Lisa's Thoughts on Attrition and Cancellation
Where has this week gone? Here we are at Thursday already and John and I have barely begun to address all the topics we hoped to cover. In the interest of hitting as much as we can, I am going to address both attrition and cancellation together and give some quick responses to some of the questions that I get asked most often by meeting planners.
Hotels don't want to include resale credit in their cancellation and attrition clauses, aren't they required to do that?
Hotel damage clauses are "liquidated damages," a legal term for an agreement by the parties in their contract as to the amount of damages that will be paid in a certain situation (remember again, the correct term is "damages" not "penalties"). By definition, liquidated damages are used when the parties agree that it would be difficult to determine the actual loss. In other words, if it is easy to figure out the loss, a court could invalidate the liquidated damages.
I could write for hours on all the reasons why it is difficult to determine the hotel's actual loss in cancellation or attrition, but for our purposes, consider just one aspect: the hotel may sell two identical rooms at two different rates on the same night. The hotel is clearly not making 70% profit on both the room sold for $100 and also on the room sold at $175. But, you can't necessarily say that the hotel is making more on the $175 room, as you don't know if that guest used more power or water or if the guest damaged the furniture , etc.
So, the parties agree to use liquidated damages, in which they agree on an amount or a dollar figure in the contract rather than attempting to determine the actual loss. In reaching that agreement, they are supposed to estimate the loss AND the ability of the injured party--the hotel--to reduce or "mitigate" that loss through resale. In other words, if the parties agree that fair compensation for the hotel in a cancellation would be $100, and that there is a 50% chance that the hotel would be able to resell the room at the same rate, then they might agree on damages of $50. Since the damages are already a compromise, it is not appropriate to reduce the damages even more by resale.

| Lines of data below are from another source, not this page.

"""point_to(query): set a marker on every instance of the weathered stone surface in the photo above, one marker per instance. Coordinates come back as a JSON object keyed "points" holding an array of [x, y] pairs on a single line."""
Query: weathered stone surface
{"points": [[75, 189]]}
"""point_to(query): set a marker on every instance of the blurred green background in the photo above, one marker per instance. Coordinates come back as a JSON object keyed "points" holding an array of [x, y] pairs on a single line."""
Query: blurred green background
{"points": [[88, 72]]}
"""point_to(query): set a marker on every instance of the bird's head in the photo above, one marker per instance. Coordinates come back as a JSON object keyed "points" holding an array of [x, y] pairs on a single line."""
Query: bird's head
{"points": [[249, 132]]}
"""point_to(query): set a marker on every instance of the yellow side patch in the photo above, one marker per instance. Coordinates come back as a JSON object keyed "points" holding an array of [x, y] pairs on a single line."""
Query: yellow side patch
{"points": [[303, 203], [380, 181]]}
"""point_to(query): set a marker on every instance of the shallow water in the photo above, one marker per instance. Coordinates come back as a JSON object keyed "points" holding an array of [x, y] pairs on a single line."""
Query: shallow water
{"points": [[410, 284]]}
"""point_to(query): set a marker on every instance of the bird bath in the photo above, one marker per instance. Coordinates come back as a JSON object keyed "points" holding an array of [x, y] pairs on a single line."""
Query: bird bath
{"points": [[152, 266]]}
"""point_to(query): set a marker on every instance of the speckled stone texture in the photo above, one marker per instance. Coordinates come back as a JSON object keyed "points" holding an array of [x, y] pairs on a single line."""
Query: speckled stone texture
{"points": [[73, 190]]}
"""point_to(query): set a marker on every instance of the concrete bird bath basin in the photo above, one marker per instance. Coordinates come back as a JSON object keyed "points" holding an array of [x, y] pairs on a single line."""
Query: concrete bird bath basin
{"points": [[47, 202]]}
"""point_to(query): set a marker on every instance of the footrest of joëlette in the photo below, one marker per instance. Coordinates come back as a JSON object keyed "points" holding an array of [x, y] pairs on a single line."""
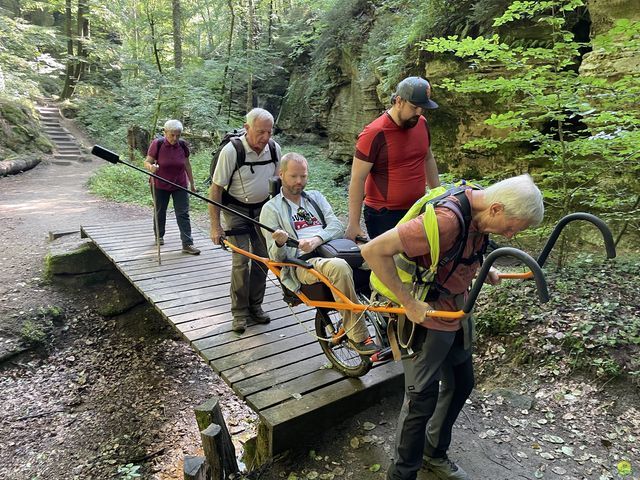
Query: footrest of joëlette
{"points": [[315, 291]]}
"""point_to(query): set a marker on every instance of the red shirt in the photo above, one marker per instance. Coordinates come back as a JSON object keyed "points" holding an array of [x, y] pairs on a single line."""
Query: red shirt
{"points": [[171, 160], [397, 178], [415, 244]]}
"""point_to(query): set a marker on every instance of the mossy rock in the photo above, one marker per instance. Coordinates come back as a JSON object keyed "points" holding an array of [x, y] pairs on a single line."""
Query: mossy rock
{"points": [[20, 129], [118, 297], [78, 259]]}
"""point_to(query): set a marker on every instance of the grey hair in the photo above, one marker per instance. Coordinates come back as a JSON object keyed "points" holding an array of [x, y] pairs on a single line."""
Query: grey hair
{"points": [[258, 114], [173, 126], [291, 157], [519, 196]]}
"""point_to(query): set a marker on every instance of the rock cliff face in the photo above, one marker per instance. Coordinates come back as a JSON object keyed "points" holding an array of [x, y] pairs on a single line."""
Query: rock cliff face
{"points": [[603, 15], [357, 98]]}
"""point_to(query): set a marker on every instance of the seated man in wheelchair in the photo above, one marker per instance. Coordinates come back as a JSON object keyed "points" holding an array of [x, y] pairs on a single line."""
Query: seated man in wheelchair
{"points": [[308, 217]]}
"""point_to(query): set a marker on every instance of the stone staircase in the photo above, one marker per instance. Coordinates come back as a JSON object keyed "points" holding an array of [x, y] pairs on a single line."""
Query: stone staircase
{"points": [[67, 149]]}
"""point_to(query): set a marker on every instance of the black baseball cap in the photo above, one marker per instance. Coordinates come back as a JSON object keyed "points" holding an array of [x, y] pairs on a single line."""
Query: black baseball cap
{"points": [[417, 91]]}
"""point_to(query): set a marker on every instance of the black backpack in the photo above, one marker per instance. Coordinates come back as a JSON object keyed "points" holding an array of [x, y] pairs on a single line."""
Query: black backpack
{"points": [[241, 156], [182, 143]]}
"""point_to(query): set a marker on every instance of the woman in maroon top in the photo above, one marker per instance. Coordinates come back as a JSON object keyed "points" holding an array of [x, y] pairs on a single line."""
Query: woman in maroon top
{"points": [[168, 157]]}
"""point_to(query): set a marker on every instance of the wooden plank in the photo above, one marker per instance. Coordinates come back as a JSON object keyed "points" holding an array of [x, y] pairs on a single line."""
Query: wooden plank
{"points": [[266, 365], [288, 422], [280, 325], [228, 343], [279, 376], [211, 307], [261, 352], [280, 360], [294, 388]]}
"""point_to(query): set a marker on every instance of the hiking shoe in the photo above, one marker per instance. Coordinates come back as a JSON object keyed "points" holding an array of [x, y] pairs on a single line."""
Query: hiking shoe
{"points": [[366, 347], [239, 324], [260, 316], [444, 469], [191, 250]]}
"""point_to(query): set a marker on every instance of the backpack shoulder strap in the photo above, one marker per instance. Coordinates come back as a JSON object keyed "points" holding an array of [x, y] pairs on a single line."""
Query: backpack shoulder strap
{"points": [[317, 207], [241, 156], [185, 149]]}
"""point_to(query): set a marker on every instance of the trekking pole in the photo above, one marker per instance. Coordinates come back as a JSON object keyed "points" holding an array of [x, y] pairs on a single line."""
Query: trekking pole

When a contract contains a liquidated damage clause, the injured party is not required to prove its actual loss or whether it reduced that loss by mitigation. The injured party simply is given the amount agreed upon in the contract--whether its actual loss turned out to be less or more than the agreed amount.
Even though the law does not require mitigation in a liquidated damage clause, many hotels do agree to give such credit, especially in attrition clasues. Since hotels do not hold room blocks by room number, the parties must agree on a specific formula for how "resold" rooms will be counted and what credit will be given. Simply stating "less rooms resold" will only lead to disputes.
In a cancellation situation, hotels are very reluctant to include resale, and groups should be, as well. If you cancel a 2007 meeting in 2006, under a regular liquidated damage clause you would pay the damages immediately, and the issue would be closed. If you add resale, you won't know what amount you will owe until after the meeting dates pass, which requires both sides to keep the matter on their books and to wait around to determine what is owed. A group can't make a sound business decision as to whether or not it should cancel if it doesn't know how much it might owe.
Hotels are not out to "double dip" with their damage clauses, and in the majority of cases the hotel ends up not collecting even close to what it estimates. If a group is concerned that the hotel will be able to resell all the cancelled rooms and thus the hotel will get an fair recovery, it is better to negotiate for a smaller liquidated damage payment rather than to include a resale credit.